O Governo decretou um corte de 15% nos custos operacionais a todo o sector empresarial do Estado, incluindo uma redução de 5% na massa salarial. Para Paulo Morgado, administrador-delegado da Cap Gemini, "é uma medida de curtíssimo prazo, com pouco valor acrescentado no médio e longo prazos".
Alexandra Machado 07 de fevereiro de 2011 às 00:01
"Há casos em que o corte deveria ser de 100%, há organismos que não acrescentam qualquer valor, e outros em que os cortes deveriam ser zero", concretiza, explicando, ainda, haver "pseudo-cortes".
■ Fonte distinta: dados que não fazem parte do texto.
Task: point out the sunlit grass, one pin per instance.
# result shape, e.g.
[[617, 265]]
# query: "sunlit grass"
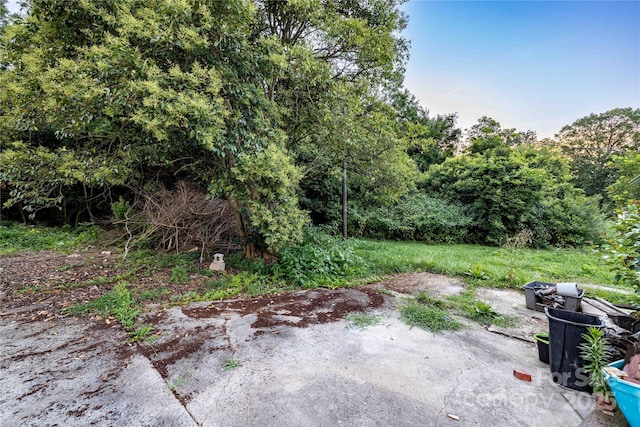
[[491, 266]]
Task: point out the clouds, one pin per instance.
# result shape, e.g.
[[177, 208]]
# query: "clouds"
[[529, 65]]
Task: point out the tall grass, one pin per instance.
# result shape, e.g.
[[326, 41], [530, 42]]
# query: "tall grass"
[[16, 238], [491, 266]]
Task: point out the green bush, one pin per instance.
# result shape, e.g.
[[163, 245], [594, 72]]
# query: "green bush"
[[507, 190], [622, 249], [415, 217]]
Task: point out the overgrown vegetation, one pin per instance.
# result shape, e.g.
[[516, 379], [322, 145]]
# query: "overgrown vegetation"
[[120, 304], [622, 249]]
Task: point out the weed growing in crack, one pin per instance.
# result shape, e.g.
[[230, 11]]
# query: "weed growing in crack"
[[362, 320], [468, 306], [182, 379], [428, 317], [120, 304]]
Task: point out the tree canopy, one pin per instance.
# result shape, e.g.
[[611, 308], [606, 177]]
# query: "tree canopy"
[[592, 141]]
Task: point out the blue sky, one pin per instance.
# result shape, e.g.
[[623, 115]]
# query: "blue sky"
[[535, 65]]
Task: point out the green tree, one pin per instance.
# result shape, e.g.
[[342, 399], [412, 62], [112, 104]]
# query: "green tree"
[[507, 190], [164, 89], [591, 142], [627, 168]]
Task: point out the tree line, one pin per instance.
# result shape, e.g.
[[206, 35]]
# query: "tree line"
[[283, 110]]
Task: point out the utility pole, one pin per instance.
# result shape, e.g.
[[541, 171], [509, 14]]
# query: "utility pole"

Há empresas, revela, que estão a transferir custos operacionais (opex) por investimentos (capex), cumprindo as orientações do Governo, mas mais não fazem do que protelar nos anos um custo que irão ter com a mesma função. Exemplifica: "há empresas que tinham contratos externos para processamento de salários e agora estão a desenvolver aplicações para fazer exactamente a mesma coisa". Paulo Morgado explica, por isso, que "não se fazem determinadas coisas que dêem origem a despesas correntes, mas fazem-se investimentos para serem protelados no tempo, aliviando a pressão sobre os custos", o que vai "criar ónus de médio e longo prazos".